Slightly more Colorado voters support the state's new recreational marijuana law now than six months ago, according to a new Quinnipiac University survey.
The new poll also indicates that a slim majority consider the law as harmful to the state's image.
Ticking upwards in support
Fifty-eight percent of voters support the legalization of pot, up from 54% in August, the poll shows. The selling of marijuana became legal on January 1.
The four percentage point margin falls within the survey's sampling error.
Breaking the numbers down by demographics, 39% of Republicans support the new law, while 76% of Democrats and 55% of independents favor it.
The law is much more popular among those in the 18-29 age bloc, with 78% in support. The number drops as the age gets older. Only 33% of those 65 or older support the law.
Clouding the state's image?
While support seems to be trending upwards, a majority of Colorado voters, 51%, say the new law is bad for the state's image, compared to 38% who disagree and 10% who are unsure or don't have an opinion.
Another bare majority, 51%, say they have tried marijuana previously, but only 10% say they have used marijuana since it became legal last month.
Current law allows Coloradans to grow up to a dozen marijuana plants in their homes. More than seven in 10 say they wouldn't be bothered if one of their neighbors was growing marijuana.
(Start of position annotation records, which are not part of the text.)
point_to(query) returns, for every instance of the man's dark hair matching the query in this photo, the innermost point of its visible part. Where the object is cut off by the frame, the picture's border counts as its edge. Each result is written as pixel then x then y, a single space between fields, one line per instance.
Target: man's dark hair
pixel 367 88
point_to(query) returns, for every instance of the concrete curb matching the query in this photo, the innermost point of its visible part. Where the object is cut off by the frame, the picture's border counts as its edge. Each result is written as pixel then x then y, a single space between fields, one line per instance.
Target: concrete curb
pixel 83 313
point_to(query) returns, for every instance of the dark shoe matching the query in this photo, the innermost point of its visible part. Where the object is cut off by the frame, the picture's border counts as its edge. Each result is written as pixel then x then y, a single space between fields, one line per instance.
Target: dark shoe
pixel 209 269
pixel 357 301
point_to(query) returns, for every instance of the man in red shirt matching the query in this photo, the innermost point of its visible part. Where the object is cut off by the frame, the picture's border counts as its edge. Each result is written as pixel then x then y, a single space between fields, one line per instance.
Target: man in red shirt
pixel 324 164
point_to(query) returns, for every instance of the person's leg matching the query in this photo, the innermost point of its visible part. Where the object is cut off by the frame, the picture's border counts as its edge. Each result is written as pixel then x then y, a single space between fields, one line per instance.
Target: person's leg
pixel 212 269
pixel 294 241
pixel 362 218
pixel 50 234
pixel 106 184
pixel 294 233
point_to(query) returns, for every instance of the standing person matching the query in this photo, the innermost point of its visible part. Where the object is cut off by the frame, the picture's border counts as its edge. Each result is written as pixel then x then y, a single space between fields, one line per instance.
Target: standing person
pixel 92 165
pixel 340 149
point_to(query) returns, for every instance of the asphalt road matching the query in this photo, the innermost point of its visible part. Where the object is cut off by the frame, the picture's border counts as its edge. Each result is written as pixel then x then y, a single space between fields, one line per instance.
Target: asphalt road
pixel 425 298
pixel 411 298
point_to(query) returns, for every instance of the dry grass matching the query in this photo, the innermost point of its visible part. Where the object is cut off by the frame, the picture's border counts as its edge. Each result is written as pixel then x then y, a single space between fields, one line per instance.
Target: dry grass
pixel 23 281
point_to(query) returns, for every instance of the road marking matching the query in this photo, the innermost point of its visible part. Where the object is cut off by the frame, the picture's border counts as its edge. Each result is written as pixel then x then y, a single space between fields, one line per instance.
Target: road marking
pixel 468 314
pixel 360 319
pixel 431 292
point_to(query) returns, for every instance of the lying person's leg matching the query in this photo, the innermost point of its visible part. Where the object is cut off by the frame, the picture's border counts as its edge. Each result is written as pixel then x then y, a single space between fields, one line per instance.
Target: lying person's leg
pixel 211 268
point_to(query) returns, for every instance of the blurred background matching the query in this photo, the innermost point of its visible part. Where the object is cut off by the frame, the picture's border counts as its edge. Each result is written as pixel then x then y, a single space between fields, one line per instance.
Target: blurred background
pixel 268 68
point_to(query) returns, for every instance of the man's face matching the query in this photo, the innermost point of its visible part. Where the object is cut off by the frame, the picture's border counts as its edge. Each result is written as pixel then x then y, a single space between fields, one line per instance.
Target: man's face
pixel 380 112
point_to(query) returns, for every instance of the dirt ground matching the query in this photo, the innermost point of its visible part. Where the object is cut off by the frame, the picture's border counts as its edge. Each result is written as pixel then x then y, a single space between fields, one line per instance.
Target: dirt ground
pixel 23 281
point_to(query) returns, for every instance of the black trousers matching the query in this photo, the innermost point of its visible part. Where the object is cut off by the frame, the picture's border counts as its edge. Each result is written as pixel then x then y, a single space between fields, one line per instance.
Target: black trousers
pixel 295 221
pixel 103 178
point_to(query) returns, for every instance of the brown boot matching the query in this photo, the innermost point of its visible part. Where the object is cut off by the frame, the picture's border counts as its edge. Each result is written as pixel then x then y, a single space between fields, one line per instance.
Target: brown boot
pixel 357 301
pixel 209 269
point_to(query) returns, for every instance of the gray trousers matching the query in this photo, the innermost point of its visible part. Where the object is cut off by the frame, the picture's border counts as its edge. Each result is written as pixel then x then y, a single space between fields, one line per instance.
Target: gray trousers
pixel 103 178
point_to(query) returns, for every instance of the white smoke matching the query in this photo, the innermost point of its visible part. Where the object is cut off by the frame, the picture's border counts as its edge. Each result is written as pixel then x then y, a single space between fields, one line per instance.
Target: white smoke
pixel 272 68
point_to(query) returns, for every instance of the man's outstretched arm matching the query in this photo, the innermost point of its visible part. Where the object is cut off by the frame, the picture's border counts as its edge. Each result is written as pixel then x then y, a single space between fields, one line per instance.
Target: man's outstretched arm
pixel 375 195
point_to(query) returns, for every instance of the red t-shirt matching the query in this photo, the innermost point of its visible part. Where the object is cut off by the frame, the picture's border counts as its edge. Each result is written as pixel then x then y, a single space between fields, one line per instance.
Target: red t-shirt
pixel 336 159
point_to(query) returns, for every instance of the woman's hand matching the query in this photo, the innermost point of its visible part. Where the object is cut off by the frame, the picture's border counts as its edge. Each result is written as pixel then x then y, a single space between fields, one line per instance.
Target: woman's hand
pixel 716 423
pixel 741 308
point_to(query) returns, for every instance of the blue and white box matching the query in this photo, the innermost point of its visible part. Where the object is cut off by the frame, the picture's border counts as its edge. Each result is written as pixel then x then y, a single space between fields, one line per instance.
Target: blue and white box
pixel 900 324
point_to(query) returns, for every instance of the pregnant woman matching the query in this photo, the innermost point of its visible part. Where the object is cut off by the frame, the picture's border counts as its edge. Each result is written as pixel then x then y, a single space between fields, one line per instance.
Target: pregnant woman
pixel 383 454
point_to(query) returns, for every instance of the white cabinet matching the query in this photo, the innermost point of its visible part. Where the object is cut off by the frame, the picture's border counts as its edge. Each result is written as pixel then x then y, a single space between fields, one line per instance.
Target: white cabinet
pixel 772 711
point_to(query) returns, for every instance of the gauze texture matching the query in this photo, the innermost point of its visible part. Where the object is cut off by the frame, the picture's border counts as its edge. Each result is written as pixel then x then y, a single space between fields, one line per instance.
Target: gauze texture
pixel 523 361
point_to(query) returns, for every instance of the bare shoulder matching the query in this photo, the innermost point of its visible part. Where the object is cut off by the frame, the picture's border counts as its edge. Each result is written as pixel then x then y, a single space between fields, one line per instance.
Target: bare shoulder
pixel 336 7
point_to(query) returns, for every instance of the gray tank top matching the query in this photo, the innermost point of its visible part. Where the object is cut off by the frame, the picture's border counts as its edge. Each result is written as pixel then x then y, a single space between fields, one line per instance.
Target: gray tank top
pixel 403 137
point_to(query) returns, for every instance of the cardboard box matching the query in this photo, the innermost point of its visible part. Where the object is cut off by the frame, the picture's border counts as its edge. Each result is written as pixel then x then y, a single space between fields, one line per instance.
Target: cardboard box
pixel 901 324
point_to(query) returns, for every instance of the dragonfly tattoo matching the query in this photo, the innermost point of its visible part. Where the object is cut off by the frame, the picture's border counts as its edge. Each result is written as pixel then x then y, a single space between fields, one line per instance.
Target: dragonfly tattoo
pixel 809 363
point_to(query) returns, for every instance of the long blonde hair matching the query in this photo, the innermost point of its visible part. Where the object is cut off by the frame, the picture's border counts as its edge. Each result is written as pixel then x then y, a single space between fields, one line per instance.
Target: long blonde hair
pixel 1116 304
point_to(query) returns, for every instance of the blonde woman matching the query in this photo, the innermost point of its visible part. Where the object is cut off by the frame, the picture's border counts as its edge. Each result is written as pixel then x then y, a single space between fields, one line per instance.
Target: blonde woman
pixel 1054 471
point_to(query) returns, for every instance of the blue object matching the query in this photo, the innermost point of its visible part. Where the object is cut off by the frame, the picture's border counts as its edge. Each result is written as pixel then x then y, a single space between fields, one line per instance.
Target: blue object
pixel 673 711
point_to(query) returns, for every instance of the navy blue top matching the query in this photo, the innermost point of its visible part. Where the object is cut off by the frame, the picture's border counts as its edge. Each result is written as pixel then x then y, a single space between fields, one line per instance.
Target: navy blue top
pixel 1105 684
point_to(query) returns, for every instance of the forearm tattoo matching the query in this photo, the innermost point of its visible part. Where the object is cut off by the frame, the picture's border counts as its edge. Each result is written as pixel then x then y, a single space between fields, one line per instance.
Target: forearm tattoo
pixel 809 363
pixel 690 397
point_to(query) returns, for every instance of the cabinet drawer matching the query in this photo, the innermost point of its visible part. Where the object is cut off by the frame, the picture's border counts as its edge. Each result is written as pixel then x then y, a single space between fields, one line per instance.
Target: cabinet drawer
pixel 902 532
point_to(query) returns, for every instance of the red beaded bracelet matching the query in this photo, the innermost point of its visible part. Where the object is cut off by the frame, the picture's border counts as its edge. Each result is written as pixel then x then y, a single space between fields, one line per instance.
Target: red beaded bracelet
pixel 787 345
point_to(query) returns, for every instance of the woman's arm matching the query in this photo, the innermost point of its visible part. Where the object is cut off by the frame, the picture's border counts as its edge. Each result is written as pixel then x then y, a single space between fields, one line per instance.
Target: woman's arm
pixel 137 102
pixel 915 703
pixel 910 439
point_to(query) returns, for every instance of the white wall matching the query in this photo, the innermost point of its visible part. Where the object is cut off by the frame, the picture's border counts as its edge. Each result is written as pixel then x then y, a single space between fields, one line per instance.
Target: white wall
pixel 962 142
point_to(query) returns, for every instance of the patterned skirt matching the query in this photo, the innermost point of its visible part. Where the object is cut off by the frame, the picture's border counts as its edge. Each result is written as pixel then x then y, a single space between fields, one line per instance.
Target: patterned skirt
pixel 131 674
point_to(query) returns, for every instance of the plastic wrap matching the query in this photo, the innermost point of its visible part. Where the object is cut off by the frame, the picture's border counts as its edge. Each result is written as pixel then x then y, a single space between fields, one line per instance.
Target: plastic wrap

Only 17% say it is very or somewhat likely they would try marijuana brownies at a gathering. Eighty-one percent would be somewhat or very uncomfortable riding in a car with a driver who's had moderate amounts of marijuana
Quinnipiac interviewed 1,139 registered voters in Colorado by telephone from January 29 to February 2. The overall sampling error is plus or minus 2.9 percentage points.